The Prime Minister also confirmed our commitment to introduce the Accessibility for New Zealanders Bill to the House this year. The framework that will be set out in the bill has been developed in consultation with the Access Alliance and provides progressive approaches to identifying, preventing, and removing barriers to participation for disabled people and their families, tangata whaikaha Māori, and Pacific peoples. This will apply to a range of areas, including new or redeveloped buildings, transport, education, health, information, and events.
I want to move to ACC. Fifty years after it was set up—and it is 50 years old this year—ACC remains a unique and world-leading scheme. It is an integral part of our social support system in New Zealand and has become part of the fabric of our country. As Minister for ACC, I want to make sure that this system assists all New Zealanders who have had an injury, and is fit for purpose for New Zealand in the 21st century.

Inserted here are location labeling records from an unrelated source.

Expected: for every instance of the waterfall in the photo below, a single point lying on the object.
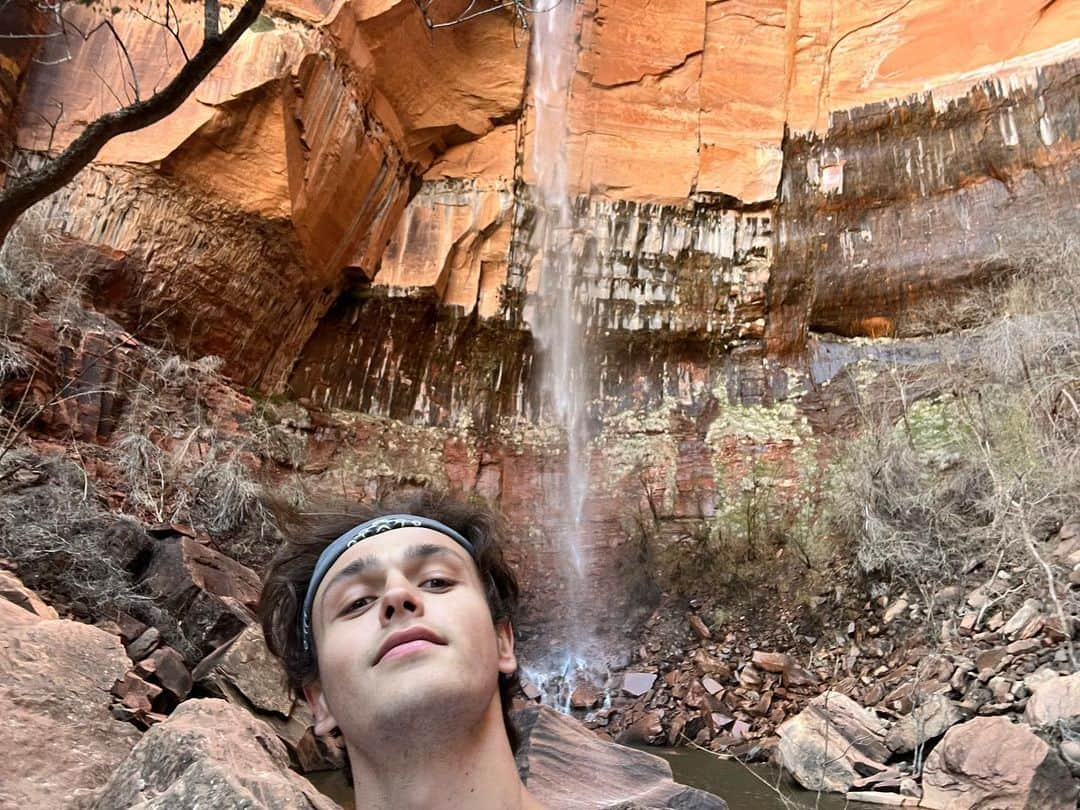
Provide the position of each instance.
(555, 318)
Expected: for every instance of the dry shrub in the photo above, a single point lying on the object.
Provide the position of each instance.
(975, 459)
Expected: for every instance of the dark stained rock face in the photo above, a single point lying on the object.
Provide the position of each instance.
(902, 204)
(210, 753)
(565, 765)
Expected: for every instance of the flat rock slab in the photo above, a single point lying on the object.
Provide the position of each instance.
(566, 766)
(61, 742)
(210, 754)
(832, 743)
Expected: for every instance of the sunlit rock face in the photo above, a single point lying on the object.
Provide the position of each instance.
(233, 225)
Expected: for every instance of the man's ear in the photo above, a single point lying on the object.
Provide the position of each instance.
(316, 699)
(504, 637)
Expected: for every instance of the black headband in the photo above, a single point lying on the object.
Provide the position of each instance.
(353, 536)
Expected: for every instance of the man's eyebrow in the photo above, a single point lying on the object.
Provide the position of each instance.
(361, 565)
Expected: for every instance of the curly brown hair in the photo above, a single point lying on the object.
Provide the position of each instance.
(288, 572)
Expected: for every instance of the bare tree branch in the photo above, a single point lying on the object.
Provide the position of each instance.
(522, 10)
(22, 192)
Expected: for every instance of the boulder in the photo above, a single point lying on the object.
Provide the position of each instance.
(166, 666)
(1052, 700)
(566, 766)
(636, 684)
(59, 740)
(244, 665)
(212, 596)
(13, 590)
(832, 743)
(1027, 611)
(991, 763)
(926, 723)
(210, 753)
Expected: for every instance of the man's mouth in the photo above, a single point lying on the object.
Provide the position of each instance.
(405, 642)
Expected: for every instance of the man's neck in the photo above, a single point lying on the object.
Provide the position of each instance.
(471, 768)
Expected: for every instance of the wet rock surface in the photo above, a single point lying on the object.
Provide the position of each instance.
(566, 766)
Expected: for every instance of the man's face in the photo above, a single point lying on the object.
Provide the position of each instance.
(404, 635)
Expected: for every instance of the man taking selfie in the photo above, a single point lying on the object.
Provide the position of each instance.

That means continuing to reverse the cruel cost-saving changes that National made to the Accident Compensation Act in 2010 which unfairly disadvantaged tens of thousands of New Zealand workers. It also means looking hard at the equity of the ACC scheme and whether it is serving women, Māori, Pacific peoples, other ethnic minorities, and disabled people in the way that New Zealanders would expect.
Last year, I requested data from my officials that showed that women made fewer claims to ACC than men and have fewer injuries covered by the scheme than men, and each woman’s claim costs the scheme a third less than a man’s, on average, in entitlements. These gender disparities are not surprising when you think about the fact that this scheme was set up to support the largely male New Zealand workforce back in the 1970s, but it is time for us to begin addressing them.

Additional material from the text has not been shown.